As for Iraq, she voted in October 2002 to authorize President Bush to do what was necessary to unseat Iraqi leader Saddam Hussein. Unlike former Democratic Sen. John Edwards, she has refused to say she made a mistake when she voted for the war.
She cannot claim she was misled. During the lead up to the war when she was briefed on the latest U.S. intelligence about Iraq, Bush was shouting from the housetops that he was going to attack Iraq.
Former Defense Secretary Donald Rumsfeld often strutted before reporters at the Pentagon two years before the invasion and bragged about the attack the U.S. would wage against Iraq.
Clinton is a member of the Senate Armed Services Committee, a post that will allow her to embellish her credentials as a possible future commander-in-chief to show she would not hesitate to make tough military decisions.
As a member of that committee, she visited Iraq in 2005 and said U.S. withdrawal from Iraq would be a mistake. But she also criticized the administration for making poor decisions about the war.
In 2007, she voted in favor of a war-spending bill that required Bush to begin withdrawing troops from Iraq within a certain deadline; the president vetoed the measure. But Clinton then voted against a compromise war-spending bill that tied funding to progress by Iraq in meeting certain benchmarks.
It doesn’t take her long to switch her stance on the war – even in 24 hours. On Tuesday, June 19, Clinton told a union audience that she favored keeping some troops in Iraq “to protect our interests” there after a major pullout. But the following day, she told an activist anti-war gathering that she wants U.S. troops withdrawn from Iraq.
On that day, she dazzled the “Take Back America” conference by declaring: “We’re going to end the war in Iraq and finally bring our troops home.”
A woman has a right to change her mind. But we’re talking about war and peace. After dealing with the conflict, now in its fifth year, Clinton ought to know where she stands.

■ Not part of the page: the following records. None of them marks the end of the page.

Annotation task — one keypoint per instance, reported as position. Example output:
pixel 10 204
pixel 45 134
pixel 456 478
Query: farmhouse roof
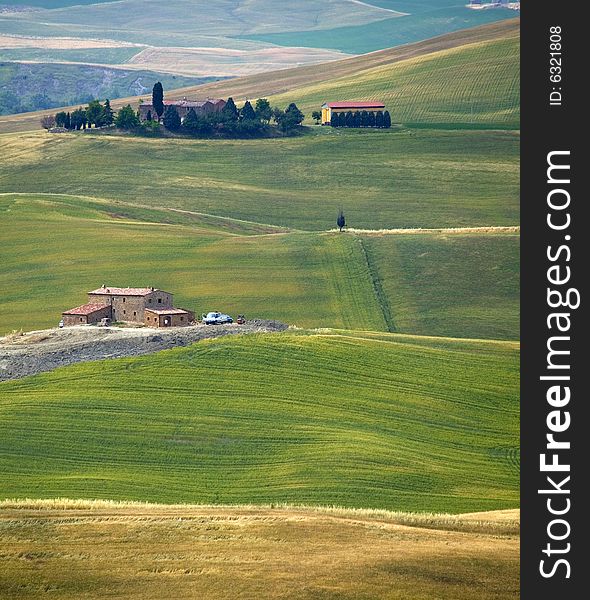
pixel 111 291
pixel 354 105
pixel 167 311
pixel 86 309
pixel 188 103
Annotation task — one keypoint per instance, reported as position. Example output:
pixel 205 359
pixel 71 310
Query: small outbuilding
pixel 168 317
pixel 87 314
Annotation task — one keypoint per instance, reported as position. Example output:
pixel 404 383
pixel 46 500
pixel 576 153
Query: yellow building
pixel 343 107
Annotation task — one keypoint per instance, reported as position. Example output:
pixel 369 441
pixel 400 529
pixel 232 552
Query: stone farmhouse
pixel 148 306
pixel 183 107
pixel 343 107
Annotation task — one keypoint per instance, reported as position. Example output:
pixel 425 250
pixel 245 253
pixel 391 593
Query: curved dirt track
pixel 38 351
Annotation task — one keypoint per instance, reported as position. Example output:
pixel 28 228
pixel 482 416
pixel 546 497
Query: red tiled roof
pixel 110 291
pixel 86 309
pixel 167 311
pixel 355 105
pixel 187 103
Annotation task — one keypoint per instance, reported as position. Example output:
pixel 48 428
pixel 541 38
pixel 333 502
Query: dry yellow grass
pixel 280 82
pixel 81 549
pixel 58 43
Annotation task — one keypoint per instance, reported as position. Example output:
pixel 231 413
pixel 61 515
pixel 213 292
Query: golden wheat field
pixel 78 550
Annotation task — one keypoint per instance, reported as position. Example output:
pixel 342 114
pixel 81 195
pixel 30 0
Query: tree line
pixel 97 114
pixel 259 120
pixel 379 119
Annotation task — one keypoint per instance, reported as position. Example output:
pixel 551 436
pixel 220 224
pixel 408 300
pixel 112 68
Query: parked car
pixel 216 318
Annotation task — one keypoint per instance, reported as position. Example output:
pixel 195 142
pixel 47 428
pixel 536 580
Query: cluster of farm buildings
pixel 215 105
pixel 183 107
pixel 146 306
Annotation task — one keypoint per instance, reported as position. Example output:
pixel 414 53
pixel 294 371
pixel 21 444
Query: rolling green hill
pixel 30 86
pixel 423 20
pixel 473 84
pixel 397 422
pixel 57 248
pixel 382 179
pixel 394 75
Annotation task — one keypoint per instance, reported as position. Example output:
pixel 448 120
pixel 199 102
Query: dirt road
pixel 38 351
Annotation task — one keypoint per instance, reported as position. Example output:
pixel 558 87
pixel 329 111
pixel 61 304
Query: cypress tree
pixel 172 120
pixel 108 113
pixel 230 111
pixel 341 221
pixel 158 99
pixel 60 119
pixel 295 115
pixel 247 113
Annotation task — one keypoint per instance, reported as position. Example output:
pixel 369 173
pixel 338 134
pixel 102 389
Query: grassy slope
pixel 155 552
pixel 474 84
pixel 104 56
pixel 432 284
pixel 382 179
pixel 427 20
pixel 457 285
pixel 67 83
pixel 288 81
pixel 399 423
pixel 224 18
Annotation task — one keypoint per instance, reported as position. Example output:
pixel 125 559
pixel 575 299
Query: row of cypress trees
pixel 364 118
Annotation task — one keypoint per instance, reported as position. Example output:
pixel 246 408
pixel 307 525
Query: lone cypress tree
pixel 108 113
pixel 172 120
pixel 230 110
pixel 158 99
pixel 247 113
pixel 341 221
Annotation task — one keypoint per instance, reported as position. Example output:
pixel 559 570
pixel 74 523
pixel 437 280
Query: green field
pixel 400 423
pixel 176 21
pixel 57 248
pixel 382 179
pixel 475 84
pixel 105 56
pixel 425 19
pixel 397 386
pixel 31 86
pixel 83 550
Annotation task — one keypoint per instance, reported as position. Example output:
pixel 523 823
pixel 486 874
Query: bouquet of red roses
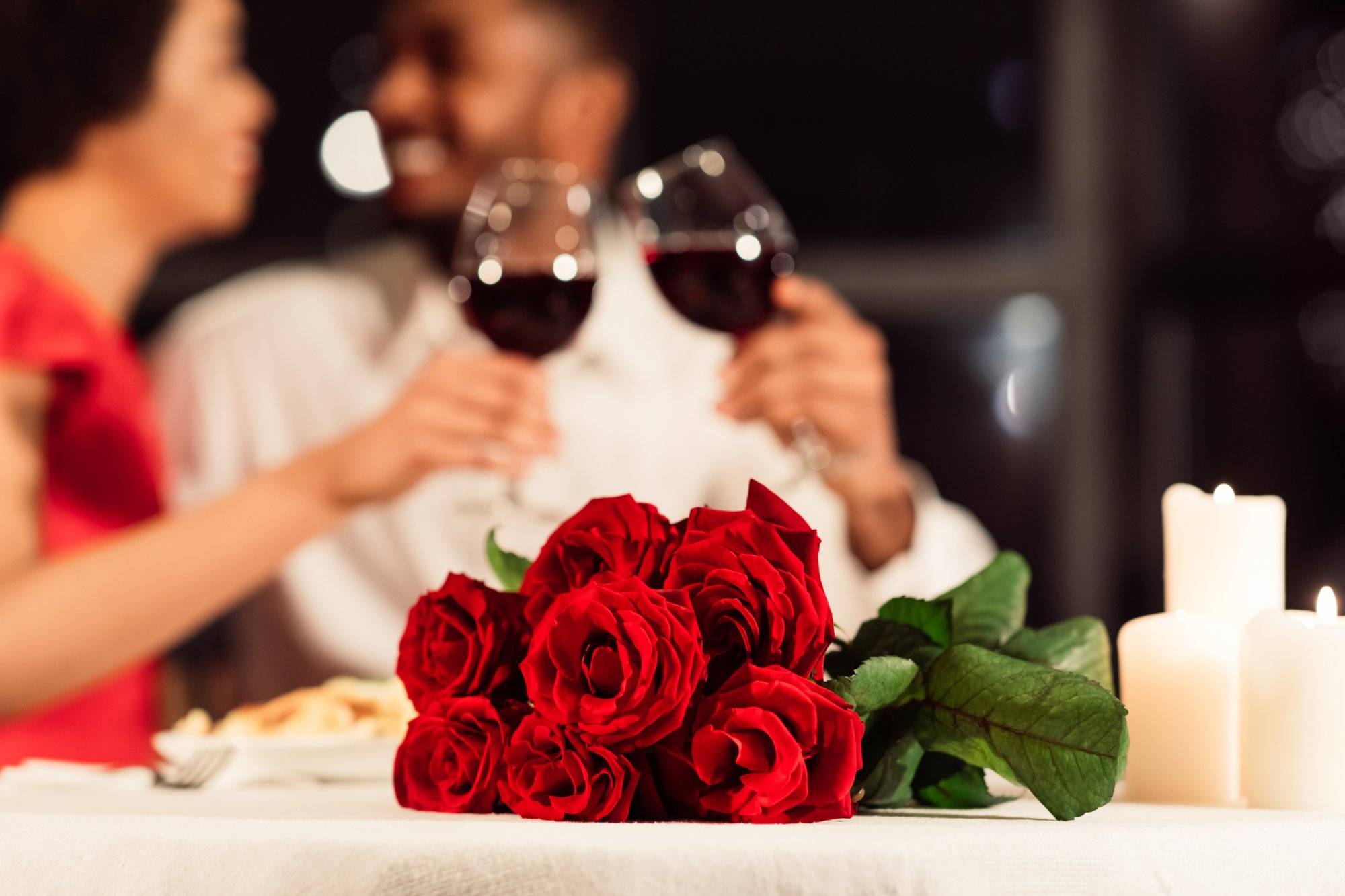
pixel 644 670
pixel 648 670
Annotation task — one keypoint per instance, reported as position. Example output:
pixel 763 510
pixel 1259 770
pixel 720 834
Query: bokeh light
pixel 352 157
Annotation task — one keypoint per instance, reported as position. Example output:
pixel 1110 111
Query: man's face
pixel 463 88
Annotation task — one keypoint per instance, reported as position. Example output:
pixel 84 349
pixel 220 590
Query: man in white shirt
pixel 642 403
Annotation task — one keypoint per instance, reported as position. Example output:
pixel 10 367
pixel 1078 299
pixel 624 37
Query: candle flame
pixel 1327 607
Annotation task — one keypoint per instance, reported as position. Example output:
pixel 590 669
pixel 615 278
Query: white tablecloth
pixel 357 840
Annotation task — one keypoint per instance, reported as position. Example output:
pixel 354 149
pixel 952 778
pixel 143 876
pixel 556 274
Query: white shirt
pixel 283 360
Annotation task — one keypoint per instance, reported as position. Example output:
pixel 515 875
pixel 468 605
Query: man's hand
pixel 462 411
pixel 825 365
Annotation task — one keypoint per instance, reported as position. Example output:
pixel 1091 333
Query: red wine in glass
pixel 531 314
pixel 716 287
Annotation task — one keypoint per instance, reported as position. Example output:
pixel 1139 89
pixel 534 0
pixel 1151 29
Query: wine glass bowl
pixel 714 236
pixel 524 267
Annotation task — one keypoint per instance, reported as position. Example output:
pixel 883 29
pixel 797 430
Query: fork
pixel 200 768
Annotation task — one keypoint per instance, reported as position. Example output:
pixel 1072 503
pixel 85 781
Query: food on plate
pixel 344 705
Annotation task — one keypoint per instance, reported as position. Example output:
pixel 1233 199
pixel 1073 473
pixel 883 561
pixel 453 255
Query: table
pixel 357 840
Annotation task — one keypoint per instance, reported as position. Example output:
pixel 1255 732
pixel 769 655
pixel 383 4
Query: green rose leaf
pixel 1077 645
pixel 992 604
pixel 931 618
pixel 880 682
pixel 1059 733
pixel 946 782
pixel 509 568
pixel 876 638
pixel 891 758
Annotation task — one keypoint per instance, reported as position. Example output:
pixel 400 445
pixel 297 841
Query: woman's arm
pixel 68 622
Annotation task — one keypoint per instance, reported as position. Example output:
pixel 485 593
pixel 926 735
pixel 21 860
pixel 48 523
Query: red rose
pixel 769 747
pixel 610 536
pixel 462 639
pixel 617 661
pixel 453 756
pixel 552 774
pixel 753 576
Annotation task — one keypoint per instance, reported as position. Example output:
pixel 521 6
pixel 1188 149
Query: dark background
pixel 1157 175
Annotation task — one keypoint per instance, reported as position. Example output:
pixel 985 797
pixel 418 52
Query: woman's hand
pixel 462 411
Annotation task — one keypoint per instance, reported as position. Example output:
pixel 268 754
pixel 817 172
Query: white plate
pixel 338 758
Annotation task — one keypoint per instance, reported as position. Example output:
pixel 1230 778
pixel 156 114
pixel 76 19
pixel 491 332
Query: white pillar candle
pixel 1295 708
pixel 1179 680
pixel 1223 553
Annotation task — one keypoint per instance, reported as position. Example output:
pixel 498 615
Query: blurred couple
pixel 330 438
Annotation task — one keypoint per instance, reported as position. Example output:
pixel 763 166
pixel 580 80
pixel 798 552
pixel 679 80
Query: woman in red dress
pixel 132 127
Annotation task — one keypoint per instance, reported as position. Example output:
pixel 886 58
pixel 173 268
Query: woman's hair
pixel 65 67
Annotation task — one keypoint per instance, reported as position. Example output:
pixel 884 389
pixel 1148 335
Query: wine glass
pixel 524 264
pixel 715 240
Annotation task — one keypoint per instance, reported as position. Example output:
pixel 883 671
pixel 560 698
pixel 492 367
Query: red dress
pixel 103 474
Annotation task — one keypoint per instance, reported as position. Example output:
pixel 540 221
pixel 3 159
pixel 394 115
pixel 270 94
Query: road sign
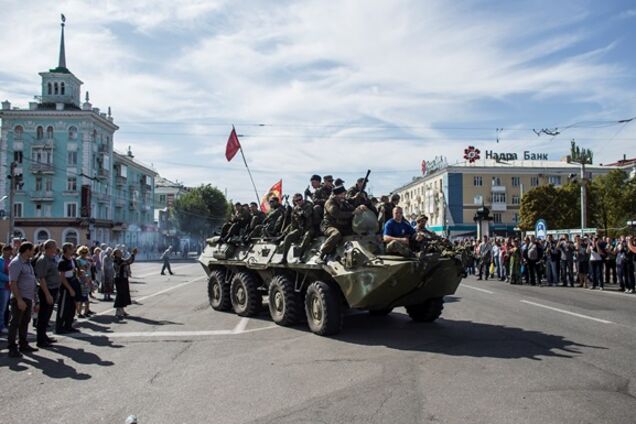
pixel 541 229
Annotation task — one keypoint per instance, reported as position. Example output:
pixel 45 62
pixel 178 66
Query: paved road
pixel 500 354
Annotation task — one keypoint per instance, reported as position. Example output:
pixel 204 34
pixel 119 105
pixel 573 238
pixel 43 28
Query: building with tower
pixel 59 175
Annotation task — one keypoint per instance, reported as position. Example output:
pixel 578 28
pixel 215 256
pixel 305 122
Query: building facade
pixel 451 194
pixel 59 170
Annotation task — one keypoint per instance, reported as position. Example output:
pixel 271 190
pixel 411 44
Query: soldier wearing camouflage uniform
pixel 239 221
pixel 271 225
pixel 257 216
pixel 337 221
pixel 301 227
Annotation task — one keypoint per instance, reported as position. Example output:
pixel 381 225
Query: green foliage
pixel 580 155
pixel 201 210
pixel 610 203
pixel 614 204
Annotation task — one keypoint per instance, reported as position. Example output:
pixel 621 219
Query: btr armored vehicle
pixel 358 276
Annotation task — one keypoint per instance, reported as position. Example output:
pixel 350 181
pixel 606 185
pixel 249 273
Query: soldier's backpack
pixel 533 252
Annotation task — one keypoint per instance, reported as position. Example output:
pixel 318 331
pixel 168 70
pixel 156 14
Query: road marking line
pixel 108 311
pixel 152 334
pixel 240 327
pixel 476 288
pixel 563 311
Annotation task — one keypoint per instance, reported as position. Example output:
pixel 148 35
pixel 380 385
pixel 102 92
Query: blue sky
pixel 339 86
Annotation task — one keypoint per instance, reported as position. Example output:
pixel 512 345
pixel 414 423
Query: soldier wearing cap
pixel 271 225
pixel 337 220
pixel 301 228
pixel 239 221
pixel 357 196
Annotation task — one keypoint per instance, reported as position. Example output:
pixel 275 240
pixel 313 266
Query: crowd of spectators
pixel 591 261
pixel 37 279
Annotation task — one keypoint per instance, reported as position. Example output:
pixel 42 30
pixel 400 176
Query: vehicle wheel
pixel 323 309
pixel 219 292
pixel 285 305
pixel 380 312
pixel 428 311
pixel 246 300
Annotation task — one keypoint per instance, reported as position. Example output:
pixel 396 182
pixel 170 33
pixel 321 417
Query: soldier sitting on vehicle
pixel 271 224
pixel 423 236
pixel 397 234
pixel 357 196
pixel 337 221
pixel 301 227
pixel 237 223
pixel 257 216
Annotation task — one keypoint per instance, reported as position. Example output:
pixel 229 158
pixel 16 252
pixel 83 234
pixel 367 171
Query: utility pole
pixel 12 185
pixel 583 198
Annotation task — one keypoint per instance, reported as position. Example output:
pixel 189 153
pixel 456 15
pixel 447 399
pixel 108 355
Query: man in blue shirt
pixel 397 234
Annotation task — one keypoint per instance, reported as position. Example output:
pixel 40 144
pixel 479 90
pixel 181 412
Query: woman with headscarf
pixel 122 272
pixel 108 273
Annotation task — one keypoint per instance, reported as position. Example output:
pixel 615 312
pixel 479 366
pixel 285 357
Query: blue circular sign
pixel 541 229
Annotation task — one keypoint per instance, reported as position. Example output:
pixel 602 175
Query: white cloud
pixel 317 69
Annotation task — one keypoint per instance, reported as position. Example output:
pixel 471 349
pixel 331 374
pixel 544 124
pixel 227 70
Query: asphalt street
pixel 499 354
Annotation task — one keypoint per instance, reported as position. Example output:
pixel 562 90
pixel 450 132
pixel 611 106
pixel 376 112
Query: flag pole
pixel 258 200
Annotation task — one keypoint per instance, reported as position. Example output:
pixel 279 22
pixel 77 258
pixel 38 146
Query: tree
pixel 200 211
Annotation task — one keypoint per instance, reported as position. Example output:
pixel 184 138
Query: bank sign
pixel 527 155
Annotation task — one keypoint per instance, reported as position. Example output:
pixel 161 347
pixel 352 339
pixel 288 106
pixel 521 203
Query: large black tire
pixel 428 311
pixel 380 312
pixel 244 294
pixel 285 305
pixel 323 309
pixel 219 292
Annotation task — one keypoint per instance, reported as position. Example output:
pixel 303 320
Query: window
pixel 71 236
pixel 72 158
pixel 71 184
pixel 17 210
pixel 71 210
pixel 499 197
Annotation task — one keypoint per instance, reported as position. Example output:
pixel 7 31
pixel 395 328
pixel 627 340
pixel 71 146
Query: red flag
pixel 275 191
pixel 233 146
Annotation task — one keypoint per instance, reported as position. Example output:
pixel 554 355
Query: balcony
pixel 498 207
pixel 42 168
pixel 102 173
pixel 42 196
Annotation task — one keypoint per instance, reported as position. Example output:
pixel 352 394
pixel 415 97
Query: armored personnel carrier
pixel 358 276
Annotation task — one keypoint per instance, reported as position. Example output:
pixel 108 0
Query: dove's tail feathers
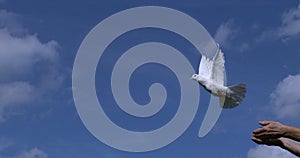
pixel 234 95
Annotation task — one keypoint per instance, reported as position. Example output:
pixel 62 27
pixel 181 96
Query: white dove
pixel 212 77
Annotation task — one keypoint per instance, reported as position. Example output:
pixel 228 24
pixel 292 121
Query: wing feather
pixel 205 67
pixel 218 68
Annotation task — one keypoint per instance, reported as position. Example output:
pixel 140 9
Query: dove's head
pixel 194 77
pixel 198 78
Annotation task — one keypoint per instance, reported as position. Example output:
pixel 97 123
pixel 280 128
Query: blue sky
pixel 38 45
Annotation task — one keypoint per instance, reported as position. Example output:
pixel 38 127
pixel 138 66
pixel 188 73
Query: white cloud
pixel 19 55
pixel 33 153
pixel 286 99
pixel 225 33
pixel 28 67
pixel 263 151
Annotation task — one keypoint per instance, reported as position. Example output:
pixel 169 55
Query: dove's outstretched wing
pixel 214 69
pixel 218 68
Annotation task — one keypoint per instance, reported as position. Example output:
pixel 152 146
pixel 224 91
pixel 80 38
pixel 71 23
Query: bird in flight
pixel 211 76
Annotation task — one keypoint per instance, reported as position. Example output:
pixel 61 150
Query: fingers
pixel 264 123
pixel 259 130
pixel 256 140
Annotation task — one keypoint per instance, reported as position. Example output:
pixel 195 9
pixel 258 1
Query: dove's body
pixel 212 77
pixel 214 89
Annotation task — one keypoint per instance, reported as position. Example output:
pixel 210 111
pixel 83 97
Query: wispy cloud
pixel 28 67
pixel 268 151
pixel 285 100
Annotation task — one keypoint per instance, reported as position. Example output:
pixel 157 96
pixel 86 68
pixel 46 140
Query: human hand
pixel 269 130
pixel 270 142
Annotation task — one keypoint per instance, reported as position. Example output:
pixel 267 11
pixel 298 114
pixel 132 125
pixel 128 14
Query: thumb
pixel 264 123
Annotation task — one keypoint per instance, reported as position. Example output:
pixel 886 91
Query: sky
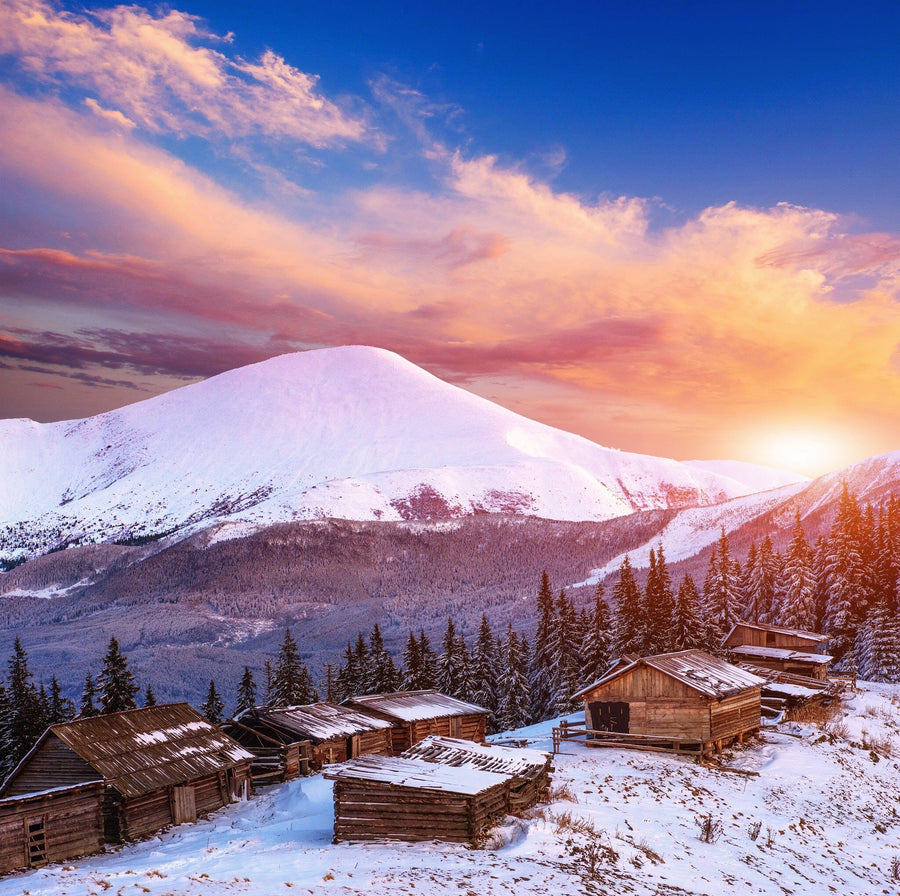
pixel 672 228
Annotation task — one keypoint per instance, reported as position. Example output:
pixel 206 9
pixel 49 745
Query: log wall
pixel 373 811
pixel 50 827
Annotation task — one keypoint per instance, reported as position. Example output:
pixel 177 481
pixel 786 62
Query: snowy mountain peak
pixel 352 432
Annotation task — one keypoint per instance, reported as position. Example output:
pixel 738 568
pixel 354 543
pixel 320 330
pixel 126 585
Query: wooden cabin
pixel 278 756
pixel 528 770
pixel 689 699
pixel 415 715
pixel 53 826
pixel 389 797
pixel 160 765
pixel 782 649
pixel 336 733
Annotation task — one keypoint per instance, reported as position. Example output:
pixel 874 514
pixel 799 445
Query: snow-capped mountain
pixel 354 433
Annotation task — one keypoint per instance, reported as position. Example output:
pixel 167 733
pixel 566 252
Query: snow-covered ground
pixel 820 817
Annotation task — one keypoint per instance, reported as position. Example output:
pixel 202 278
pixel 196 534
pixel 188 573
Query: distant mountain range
pixel 351 433
pixel 331 489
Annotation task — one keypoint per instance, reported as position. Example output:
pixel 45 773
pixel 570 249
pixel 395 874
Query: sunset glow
pixel 189 190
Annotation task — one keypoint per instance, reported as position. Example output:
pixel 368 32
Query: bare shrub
pixel 710 828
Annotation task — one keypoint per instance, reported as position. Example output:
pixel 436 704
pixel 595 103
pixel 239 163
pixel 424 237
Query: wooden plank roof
pixel 416 773
pixel 142 750
pixel 815 637
pixel 700 671
pixel 316 721
pixel 416 706
pixel 460 753
pixel 781 653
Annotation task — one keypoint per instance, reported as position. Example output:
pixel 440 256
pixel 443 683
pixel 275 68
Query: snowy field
pixel 821 817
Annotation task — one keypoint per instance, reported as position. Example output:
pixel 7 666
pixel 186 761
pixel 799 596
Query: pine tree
pixel 26 714
pixel 117 685
pixel 630 632
pixel 246 697
pixel 87 707
pixel 722 594
pixel 485 673
pixel 596 645
pixel 796 584
pixel 688 631
pixel 540 675
pixel 213 707
pixel 513 709
pixel 292 684
pixel 60 709
pixel 659 604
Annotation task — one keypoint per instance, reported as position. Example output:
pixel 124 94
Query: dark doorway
pixel 610 717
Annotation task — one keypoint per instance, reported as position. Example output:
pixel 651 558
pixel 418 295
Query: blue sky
pixel 672 228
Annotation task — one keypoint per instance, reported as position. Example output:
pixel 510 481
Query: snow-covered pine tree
pixel 87 707
pixel 688 631
pixel 513 710
pixel 878 644
pixel 451 666
pixel 540 675
pixel 565 642
pixel 292 684
pixel 629 626
pixel 60 709
pixel 596 645
pixel 796 583
pixel 485 669
pixel 213 707
pixel 246 696
pixel 659 603
pixel 118 688
pixel 848 580
pixel 722 596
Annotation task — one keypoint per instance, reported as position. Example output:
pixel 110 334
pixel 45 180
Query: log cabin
pixel 336 733
pixel 392 798
pixel 689 698
pixel 57 825
pixel 782 649
pixel 415 715
pixel 528 770
pixel 160 765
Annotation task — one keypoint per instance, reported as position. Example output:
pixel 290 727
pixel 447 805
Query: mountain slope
pixel 352 432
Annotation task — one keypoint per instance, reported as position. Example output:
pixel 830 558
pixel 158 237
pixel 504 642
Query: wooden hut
pixel 782 649
pixel 417 714
pixel 686 700
pixel 336 733
pixel 278 756
pixel 528 770
pixel 53 826
pixel 389 797
pixel 160 765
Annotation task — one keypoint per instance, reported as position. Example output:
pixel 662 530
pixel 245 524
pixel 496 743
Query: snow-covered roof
pixel 698 670
pixel 781 653
pixel 142 750
pixel 815 637
pixel 416 773
pixel 316 721
pixel 459 753
pixel 415 706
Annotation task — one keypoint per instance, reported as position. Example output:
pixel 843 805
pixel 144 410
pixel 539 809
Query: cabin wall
pixel 65 825
pixel 735 715
pixel 52 765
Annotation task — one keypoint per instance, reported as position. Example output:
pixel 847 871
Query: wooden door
pixel 610 716
pixel 185 804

She has piously stated that the U.S. had given the Iraqis a “chance for free and fair elections” by ousting Saddam Hussein and has provided the Iraqi government the opportunity to demonstrate that it would “make hard political decisions necessary to give the people of Iraq a better future.”
And get this: “So,” she added, “the American military has succeeded. It is the Iraqi government which has failed to make the tough decisions that are important for their own people.”
What gall! The U.S. invades and occupies a country, destroys its infrastructure, tries to privatize its national oil industry, kills and wounds thousands of Iraqis and now tells the ungrateful Iraqis, “It’s your problem.”
Pretty soon she will echo Bush in saying we are in Iraq to bring them “democracy”!
It’s great that a woman is being taken seriously as a candidate for the presidency for the first time in history – and is even viewed as the front runner. She has suffered the rough and tumble of politics.
But Clinton should look to two California Democrats – Rep. Barbara Lee and Speaker Nancy Pelosi – both of whom had the courage to vote against the first resolution authorizing the president to go to war. The question still lingers: What does Clinton stand for?